Signs of perfectionism:

  1. Being a people pleaser and being very sensitive when others express disapproval

  2. Avoiding asking for help and rather do everything your way

  3. Struggling to let go of mistakes and experiencing trouble concentrating or sleeping as a result

  4. Avoiding tasks that you don't believe you can complete perfectly

  5. You might be critical with your partner when they are not doing things "the right way"

Yes, that's me! What can I do about my perfectionism?

  • Good news, you've already taken the first step! It can be hard to see that your expectations are too high when you've always been this way. Your awareness you puts you in a position to change.
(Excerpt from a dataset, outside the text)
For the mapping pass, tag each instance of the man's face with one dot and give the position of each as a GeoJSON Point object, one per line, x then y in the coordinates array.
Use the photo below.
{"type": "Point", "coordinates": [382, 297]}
  • Change your self talk: If your internal voice is harsh and critical, it is feeding into your anxiety and perfectionism. If you would want to motivate and encourage a friend, would you do it by being mean to them? Absolutely not! When you notice that you are beating yourself up speak to yourself the way you would a friend.

  • Lower your expectations: In this goal driven society this seems like bad advice, but I promise, it's not. Identify the areas of your life that you can cut yourself a little slack and accept that these areas are not going to be perfect.

  • Ask for help: This is a tough one for perfectionists. Asking for help is basically admitting that you can't handle everything on your own, which is basically admitting that you are a failure in the mind of a perfectionist. That is flawed thinking. Asking for help is a sign of self care and strength.

  • Find a therapist for help: Finding a therapist who specializes in anxiety and perfectionism can make all the difference in the world when you are battling perfectionism. Your therapist can help you see the world as it is, can help you find your strengths and can help you accept your limitations.